Question
How to prove that a loop $L$ with inverse property and $x^3=e$ for all $x$ is commutative iff $(x y)^2=x^2 y^2$ for all $x,y$?
Definitions:
A loop is a quasigroup with identity $e$.
$L$ has the inverse property if every element has a two sided inverse and $x^{-1}(xy) = y = (yx)x^{-1}$ for all $x,y \in L$.
Edit: I just figured one half of the proof: Suppose $L$ is commutative.
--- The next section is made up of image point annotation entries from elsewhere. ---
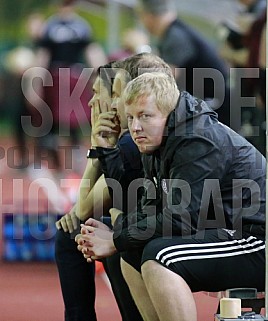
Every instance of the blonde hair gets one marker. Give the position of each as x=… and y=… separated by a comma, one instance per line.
x=158, y=85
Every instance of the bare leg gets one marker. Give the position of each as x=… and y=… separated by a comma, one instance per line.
x=169, y=293
x=139, y=292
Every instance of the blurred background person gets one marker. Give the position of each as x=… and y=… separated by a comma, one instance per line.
x=187, y=50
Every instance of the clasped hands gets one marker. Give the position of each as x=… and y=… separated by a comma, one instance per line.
x=96, y=239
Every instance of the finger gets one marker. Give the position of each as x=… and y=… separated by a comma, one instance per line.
x=98, y=108
x=74, y=221
x=58, y=225
x=105, y=107
x=85, y=229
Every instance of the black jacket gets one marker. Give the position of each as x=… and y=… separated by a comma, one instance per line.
x=204, y=176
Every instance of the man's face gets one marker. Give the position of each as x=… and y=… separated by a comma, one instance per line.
x=146, y=124
x=119, y=85
x=101, y=94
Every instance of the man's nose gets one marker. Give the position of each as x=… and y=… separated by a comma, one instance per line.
x=136, y=125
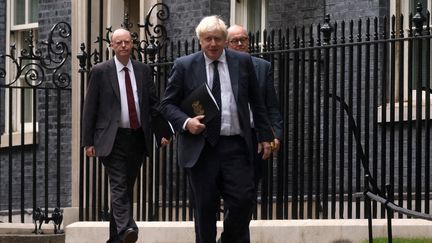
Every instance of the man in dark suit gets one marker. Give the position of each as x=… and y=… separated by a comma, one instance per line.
x=119, y=106
x=218, y=155
x=238, y=40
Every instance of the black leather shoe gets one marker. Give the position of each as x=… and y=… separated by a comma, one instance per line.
x=130, y=236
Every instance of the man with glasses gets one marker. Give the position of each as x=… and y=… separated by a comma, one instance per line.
x=238, y=40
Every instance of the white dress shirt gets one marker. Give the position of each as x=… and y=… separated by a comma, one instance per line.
x=124, y=120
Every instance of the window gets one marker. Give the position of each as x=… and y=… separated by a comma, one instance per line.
x=249, y=13
x=22, y=17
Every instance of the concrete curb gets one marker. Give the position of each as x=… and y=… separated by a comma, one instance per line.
x=262, y=231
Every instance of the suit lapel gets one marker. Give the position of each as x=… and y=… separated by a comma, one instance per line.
x=233, y=67
x=114, y=81
x=200, y=74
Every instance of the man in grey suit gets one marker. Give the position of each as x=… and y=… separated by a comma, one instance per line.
x=238, y=40
x=119, y=106
x=218, y=156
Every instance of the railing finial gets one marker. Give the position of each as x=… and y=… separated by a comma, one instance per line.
x=326, y=29
x=419, y=19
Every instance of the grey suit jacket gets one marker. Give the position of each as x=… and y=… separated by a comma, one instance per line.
x=102, y=108
x=264, y=74
x=189, y=73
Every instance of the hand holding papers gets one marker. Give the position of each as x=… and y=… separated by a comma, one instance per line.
x=161, y=129
x=200, y=102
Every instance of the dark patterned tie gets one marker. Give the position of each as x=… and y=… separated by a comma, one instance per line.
x=213, y=126
x=133, y=117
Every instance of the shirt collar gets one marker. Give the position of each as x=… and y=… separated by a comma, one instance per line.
x=222, y=58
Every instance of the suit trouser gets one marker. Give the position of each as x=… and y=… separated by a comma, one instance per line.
x=223, y=171
x=122, y=166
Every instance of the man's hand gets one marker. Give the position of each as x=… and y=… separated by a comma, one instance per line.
x=90, y=151
x=195, y=126
x=266, y=150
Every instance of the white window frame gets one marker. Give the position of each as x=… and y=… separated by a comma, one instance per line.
x=405, y=11
x=15, y=35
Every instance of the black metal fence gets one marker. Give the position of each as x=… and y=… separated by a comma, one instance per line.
x=35, y=127
x=355, y=98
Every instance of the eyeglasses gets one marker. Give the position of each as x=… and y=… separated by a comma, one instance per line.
x=239, y=41
x=120, y=42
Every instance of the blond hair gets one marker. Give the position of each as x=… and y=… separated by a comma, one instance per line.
x=211, y=23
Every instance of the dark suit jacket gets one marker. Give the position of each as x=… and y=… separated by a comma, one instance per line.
x=102, y=108
x=188, y=73
x=264, y=74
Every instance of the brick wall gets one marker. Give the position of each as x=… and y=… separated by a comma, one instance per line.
x=185, y=16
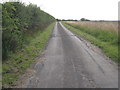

From $x^3 = e$, we have $x^2 = x^{-1}$. Then $(xy)^2 = (xy)^{-1}$. In an IP loop, $(xy)^{-1} = y^{-1} x^{-1}$. So that by using commutativity, $(xy)^2 = y^{-1} x^{-1} = x^{-1} y^{-1} = x^2 y^2$.
Edit2: The other side is easy now: Suppose $(xy)^2 = x^2y^2$. Also, we have $(xy)^2 = y^{-1} x^{-1}.$
Hence $x^{-1} y^{-1} = y^{-1}x^{-1}$. Because $L = L^{-1}$, we get that $L$ is commutative.
Note that $x^3 = e$ means that $x^2 = x^{-1}$. Similarly, this means that $(xy)^2 = (xy)^{-1}, y^2 = y^{-1}$. We now write our condition as $$ (xy)^{-1} = x^{-1}y^{-1} $$ This implies that $(x^{-1}y^{-1})^{-1} = xy$. We now apply the inverse property repeatedly: $$ x^{-1} = (x^{-1}y^{-1})y\\ (x^{-1}y^{-1})^{-1}x^{-1} = (x^{-1}y^{-1})^{-1}((x^{-1}y^{-1})y) = y\\ (x^{-1}y^{-1})^{-1} = ((x^{-1}y^{-1})^{-1}x^{-1})x = yx $$ Combining we get $xy = (x^{-1}y^{-1})^{-1} = yx$, as desired.